Over Christmastide, the phenomenon that is Netflix’s The Crown will divert many a family – monarchist and republican alike – ten episodes of our Sovereign’s life from 1956 to 1963. In Series One (1947 – 1955), the quality of the script, the brilliance of the actors, the perfection of the period, the exquisiteness of the sets, the acuity of the cameramen, combined to produce a tour de force. The effect was to make us think we were really there as the Princesses were told that their beloved Papa had become George VI; as the dashing Duke of Edinburgh saved his Princess Bride from a rogue elephant in Kenya (untrue); as Queen Mary received her errant, eldest son with such froideur (surely true); as Philip was told his children would be Windsors (undeniable). It all seemed so authentic that we now feel we KNOW what happened behind those Palace walls.
The apparent authenticity of The Crown is so delicious. It is also so insidious. We shall never really know. We have to remember this is in fact a magnificent imperial soap. In his review of the series, The Crown: Truth & Fiction (Zuleika, 50pp), the historian Hugo Vickers, while welcoming its great job in reminding a younger generation that the Queen and Prince Philip were once young themselves, he warns that ‘Fiction should help us understand the truth, not pervert it.’ As Peter Morgan, creator of the series, told The Australian, ‘I’ve done my best to stick to the facts as I have them. I think there’s room to creatively imagine, based on information we have about Her (The Queen).’ Tellingly, he went on to say, when asked if The Queen had seen Series One, ‘I have no idea and I don’t want to know…. I live in hope that she hasn’t seen it, never watches it and doesn’t give it the slightest thought.’

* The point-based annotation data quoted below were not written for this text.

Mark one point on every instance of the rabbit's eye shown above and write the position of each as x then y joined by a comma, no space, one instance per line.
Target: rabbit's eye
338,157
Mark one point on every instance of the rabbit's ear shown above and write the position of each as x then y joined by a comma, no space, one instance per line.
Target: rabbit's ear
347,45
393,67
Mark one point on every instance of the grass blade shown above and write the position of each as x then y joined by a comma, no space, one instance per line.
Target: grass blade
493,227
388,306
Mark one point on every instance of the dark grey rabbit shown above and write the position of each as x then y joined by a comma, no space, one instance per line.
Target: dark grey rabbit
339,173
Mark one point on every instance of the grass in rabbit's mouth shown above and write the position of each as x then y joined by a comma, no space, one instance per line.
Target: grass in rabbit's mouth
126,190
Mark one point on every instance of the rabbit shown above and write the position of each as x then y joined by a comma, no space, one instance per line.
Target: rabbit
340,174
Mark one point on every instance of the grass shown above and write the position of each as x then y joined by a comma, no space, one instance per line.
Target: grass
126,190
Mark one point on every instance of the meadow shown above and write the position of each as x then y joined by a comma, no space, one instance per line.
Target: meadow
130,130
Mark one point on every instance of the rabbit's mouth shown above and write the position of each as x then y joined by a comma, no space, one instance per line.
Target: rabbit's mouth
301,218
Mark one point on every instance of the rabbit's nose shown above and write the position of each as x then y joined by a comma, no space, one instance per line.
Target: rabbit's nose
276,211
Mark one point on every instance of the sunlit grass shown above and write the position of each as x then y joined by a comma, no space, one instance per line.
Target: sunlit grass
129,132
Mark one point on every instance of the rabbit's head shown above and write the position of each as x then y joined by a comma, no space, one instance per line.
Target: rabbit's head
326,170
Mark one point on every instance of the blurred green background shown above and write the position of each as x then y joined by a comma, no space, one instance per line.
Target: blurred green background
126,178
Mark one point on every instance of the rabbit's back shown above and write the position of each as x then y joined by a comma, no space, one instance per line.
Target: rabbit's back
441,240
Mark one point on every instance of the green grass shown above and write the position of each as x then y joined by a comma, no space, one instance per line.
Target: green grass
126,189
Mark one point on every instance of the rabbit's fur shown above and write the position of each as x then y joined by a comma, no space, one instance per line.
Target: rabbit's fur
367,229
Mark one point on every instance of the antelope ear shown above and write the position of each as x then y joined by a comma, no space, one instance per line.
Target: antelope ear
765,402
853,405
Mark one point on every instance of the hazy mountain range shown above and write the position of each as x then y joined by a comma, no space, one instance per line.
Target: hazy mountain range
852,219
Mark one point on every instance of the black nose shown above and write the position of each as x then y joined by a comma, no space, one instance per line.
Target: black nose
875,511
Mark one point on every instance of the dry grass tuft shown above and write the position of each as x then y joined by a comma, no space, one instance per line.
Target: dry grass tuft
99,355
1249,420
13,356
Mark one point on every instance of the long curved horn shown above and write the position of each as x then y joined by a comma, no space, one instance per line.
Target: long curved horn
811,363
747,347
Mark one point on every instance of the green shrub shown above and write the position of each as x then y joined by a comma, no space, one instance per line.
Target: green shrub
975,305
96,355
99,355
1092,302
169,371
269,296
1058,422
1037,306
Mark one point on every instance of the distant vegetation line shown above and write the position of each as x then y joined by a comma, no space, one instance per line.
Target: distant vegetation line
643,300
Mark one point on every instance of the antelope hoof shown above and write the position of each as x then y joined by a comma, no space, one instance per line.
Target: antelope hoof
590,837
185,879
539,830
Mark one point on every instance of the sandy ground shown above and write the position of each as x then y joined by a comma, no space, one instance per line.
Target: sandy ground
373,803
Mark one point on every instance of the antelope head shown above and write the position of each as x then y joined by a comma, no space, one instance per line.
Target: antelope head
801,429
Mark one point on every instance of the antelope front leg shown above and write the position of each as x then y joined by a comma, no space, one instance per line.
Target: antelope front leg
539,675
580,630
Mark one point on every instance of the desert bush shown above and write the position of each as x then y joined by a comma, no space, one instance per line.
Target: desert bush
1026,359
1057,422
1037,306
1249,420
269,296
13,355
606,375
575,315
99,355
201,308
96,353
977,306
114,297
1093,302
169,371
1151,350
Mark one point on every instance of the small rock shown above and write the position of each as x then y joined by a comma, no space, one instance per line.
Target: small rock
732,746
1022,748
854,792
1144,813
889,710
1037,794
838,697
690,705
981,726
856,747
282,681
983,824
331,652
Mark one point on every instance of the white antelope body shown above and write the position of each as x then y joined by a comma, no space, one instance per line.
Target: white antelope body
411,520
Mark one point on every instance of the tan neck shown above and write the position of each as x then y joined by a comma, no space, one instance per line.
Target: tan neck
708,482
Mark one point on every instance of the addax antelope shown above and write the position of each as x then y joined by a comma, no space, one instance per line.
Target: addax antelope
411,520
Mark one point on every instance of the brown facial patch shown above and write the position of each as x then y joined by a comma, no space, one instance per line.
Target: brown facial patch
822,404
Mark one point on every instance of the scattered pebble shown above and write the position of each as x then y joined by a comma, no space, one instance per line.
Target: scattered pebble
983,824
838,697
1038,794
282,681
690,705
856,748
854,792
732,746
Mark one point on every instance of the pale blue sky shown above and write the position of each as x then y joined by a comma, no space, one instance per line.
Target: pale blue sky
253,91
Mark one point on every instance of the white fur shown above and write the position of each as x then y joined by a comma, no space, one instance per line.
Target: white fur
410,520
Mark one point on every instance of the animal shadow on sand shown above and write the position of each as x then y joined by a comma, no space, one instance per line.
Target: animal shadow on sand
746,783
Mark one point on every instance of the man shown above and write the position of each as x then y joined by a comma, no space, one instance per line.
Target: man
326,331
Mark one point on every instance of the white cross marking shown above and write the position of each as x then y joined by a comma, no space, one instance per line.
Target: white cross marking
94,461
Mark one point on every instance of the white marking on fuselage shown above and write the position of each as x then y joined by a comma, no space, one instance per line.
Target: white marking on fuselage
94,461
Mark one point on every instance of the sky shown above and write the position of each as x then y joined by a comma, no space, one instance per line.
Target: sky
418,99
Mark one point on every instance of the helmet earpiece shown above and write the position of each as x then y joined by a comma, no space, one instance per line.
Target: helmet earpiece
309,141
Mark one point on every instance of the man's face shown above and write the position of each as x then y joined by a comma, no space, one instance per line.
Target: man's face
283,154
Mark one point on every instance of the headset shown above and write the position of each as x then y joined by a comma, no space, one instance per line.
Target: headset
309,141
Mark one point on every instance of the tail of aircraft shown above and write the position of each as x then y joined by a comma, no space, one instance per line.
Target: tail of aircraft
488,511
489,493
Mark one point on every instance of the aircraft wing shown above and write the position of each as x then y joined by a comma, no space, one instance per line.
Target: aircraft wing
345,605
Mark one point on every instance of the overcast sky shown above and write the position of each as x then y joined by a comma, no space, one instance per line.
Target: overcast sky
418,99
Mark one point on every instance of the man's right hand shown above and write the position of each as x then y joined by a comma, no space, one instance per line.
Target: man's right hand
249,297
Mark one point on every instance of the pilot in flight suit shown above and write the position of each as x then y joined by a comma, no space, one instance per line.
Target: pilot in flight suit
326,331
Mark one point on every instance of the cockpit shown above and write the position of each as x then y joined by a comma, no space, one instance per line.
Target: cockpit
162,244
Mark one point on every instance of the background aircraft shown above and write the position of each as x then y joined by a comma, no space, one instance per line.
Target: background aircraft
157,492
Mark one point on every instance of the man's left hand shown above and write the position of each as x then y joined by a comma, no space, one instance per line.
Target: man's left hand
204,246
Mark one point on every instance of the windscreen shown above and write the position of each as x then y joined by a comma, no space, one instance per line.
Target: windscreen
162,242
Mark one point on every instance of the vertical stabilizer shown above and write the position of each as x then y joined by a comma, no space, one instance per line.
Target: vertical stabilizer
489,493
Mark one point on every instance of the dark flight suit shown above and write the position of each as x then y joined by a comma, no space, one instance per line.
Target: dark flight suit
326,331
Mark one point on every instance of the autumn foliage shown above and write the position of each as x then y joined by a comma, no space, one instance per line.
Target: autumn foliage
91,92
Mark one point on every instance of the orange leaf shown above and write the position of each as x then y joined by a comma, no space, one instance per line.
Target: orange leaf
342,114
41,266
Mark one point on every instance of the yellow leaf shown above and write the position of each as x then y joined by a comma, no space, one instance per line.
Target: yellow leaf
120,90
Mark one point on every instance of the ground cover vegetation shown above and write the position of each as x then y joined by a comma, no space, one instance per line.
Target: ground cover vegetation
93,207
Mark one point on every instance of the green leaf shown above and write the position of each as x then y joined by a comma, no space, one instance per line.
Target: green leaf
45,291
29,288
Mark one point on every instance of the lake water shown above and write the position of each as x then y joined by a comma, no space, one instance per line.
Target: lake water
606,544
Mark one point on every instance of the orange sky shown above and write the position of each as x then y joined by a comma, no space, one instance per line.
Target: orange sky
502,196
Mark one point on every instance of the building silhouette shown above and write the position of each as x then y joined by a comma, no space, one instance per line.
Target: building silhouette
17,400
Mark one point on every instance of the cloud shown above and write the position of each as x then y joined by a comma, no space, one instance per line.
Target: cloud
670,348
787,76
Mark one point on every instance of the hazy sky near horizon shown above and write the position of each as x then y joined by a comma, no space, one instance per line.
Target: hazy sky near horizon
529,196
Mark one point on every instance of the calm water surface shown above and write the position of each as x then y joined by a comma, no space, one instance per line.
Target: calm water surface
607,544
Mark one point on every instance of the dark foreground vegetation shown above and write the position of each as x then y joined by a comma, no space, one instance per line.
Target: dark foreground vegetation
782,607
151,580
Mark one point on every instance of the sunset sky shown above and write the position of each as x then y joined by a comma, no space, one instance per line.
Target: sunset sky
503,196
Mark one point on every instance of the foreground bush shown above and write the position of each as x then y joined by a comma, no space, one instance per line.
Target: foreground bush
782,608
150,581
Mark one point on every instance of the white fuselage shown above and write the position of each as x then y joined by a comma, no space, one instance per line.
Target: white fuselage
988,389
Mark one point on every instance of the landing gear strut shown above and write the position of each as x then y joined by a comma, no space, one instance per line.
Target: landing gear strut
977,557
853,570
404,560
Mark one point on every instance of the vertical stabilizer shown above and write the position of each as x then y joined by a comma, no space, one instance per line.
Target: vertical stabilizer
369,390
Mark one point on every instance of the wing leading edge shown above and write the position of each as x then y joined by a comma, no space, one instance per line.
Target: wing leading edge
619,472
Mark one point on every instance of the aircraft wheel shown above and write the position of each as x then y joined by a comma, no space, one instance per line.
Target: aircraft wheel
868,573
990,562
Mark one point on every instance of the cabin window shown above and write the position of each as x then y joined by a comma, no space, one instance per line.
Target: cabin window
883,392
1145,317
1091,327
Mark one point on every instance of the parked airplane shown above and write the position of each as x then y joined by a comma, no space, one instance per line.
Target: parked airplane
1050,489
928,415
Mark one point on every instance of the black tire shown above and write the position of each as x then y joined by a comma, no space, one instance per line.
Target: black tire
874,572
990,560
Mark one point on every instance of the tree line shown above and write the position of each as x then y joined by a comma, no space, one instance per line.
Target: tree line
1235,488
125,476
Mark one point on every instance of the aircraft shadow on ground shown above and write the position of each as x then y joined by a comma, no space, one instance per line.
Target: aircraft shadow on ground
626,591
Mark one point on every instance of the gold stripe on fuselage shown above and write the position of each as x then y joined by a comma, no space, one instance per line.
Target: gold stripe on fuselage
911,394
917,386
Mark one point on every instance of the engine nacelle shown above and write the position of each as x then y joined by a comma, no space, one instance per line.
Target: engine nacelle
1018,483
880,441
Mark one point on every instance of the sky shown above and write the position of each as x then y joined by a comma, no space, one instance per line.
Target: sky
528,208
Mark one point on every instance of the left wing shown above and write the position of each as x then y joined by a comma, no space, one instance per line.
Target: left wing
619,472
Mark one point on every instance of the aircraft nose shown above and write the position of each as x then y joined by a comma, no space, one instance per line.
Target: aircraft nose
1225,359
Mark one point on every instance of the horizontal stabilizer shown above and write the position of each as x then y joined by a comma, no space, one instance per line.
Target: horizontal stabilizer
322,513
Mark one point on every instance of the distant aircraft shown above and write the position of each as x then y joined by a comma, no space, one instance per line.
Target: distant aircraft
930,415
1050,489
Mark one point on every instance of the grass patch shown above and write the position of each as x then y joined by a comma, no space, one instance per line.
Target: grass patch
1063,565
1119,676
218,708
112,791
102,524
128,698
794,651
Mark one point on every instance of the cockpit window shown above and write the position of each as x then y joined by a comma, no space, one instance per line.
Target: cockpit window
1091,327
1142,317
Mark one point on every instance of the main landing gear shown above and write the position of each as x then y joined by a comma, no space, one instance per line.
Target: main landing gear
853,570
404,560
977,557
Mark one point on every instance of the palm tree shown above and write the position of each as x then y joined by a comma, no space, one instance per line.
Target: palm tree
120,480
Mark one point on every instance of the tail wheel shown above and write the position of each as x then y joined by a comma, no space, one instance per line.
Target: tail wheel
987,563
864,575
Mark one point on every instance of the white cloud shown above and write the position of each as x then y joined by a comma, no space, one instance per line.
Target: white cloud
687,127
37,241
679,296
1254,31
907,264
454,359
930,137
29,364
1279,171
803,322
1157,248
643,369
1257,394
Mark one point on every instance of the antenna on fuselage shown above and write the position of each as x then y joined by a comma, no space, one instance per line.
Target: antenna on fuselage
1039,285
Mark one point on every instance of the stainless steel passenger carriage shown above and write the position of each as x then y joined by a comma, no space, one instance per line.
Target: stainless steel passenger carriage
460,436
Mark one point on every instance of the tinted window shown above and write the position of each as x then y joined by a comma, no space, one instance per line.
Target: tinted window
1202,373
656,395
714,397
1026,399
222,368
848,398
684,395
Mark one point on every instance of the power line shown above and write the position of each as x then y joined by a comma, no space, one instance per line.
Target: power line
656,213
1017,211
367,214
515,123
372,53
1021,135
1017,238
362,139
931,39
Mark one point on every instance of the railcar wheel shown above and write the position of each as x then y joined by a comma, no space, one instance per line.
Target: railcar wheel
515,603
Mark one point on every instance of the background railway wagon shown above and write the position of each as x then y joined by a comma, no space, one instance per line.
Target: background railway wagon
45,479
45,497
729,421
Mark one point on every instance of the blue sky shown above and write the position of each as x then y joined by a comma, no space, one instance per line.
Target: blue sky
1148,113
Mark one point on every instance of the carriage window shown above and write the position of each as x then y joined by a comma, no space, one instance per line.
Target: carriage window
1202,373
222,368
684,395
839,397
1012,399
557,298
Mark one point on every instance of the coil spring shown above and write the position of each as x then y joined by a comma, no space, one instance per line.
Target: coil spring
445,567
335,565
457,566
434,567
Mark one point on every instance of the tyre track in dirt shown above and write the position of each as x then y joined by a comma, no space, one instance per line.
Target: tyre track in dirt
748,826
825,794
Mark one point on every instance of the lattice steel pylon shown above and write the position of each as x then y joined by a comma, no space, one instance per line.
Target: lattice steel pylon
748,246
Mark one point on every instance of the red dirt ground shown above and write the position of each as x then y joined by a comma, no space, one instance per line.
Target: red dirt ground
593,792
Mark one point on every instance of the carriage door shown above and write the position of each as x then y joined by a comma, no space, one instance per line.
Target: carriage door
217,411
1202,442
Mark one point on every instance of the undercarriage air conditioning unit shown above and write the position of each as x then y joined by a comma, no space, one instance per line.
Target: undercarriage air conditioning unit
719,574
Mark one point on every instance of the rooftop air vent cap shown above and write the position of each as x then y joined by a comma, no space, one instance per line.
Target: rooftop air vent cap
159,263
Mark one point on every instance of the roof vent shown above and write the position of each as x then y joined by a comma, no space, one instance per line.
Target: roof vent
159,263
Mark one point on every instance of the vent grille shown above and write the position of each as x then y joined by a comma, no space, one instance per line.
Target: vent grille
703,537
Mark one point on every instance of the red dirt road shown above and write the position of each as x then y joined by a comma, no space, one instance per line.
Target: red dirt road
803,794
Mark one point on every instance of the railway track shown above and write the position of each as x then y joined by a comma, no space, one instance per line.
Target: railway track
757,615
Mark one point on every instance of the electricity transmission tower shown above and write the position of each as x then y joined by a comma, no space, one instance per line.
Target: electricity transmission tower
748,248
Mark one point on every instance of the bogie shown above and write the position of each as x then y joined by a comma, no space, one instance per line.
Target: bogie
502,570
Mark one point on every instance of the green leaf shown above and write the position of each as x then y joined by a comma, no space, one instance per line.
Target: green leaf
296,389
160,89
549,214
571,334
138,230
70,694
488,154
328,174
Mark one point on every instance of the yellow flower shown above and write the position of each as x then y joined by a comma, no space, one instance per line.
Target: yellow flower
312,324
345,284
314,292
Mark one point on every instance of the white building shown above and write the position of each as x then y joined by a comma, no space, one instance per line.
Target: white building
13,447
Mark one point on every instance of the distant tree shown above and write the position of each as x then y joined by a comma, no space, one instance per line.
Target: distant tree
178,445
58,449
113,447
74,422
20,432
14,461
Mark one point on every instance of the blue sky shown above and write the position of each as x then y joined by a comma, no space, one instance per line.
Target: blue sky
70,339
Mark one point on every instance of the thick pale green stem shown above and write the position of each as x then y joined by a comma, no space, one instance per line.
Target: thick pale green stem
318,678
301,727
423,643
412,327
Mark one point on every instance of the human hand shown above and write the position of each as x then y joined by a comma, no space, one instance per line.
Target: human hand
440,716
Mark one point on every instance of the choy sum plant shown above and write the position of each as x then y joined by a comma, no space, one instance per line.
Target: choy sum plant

I was interested to learn in The Times obit of Lady Charteris, (the widow of Martin Charteris, Private Secretary to Elizabeth as Princess and Queen), who died, aged 97, in March this year, ‘She was fascinated by Series One of The Crown on Netflix, in which she was portrayed by Jo Herbert, with the actor Harry Hadden-Paton playing her husband. She liked to watch it with the Duchess of Grafton — the mistress of the robes and an old friend.’ To have been there, a fly on the wall as they watched, to see them laugh and scoff; nod and sigh.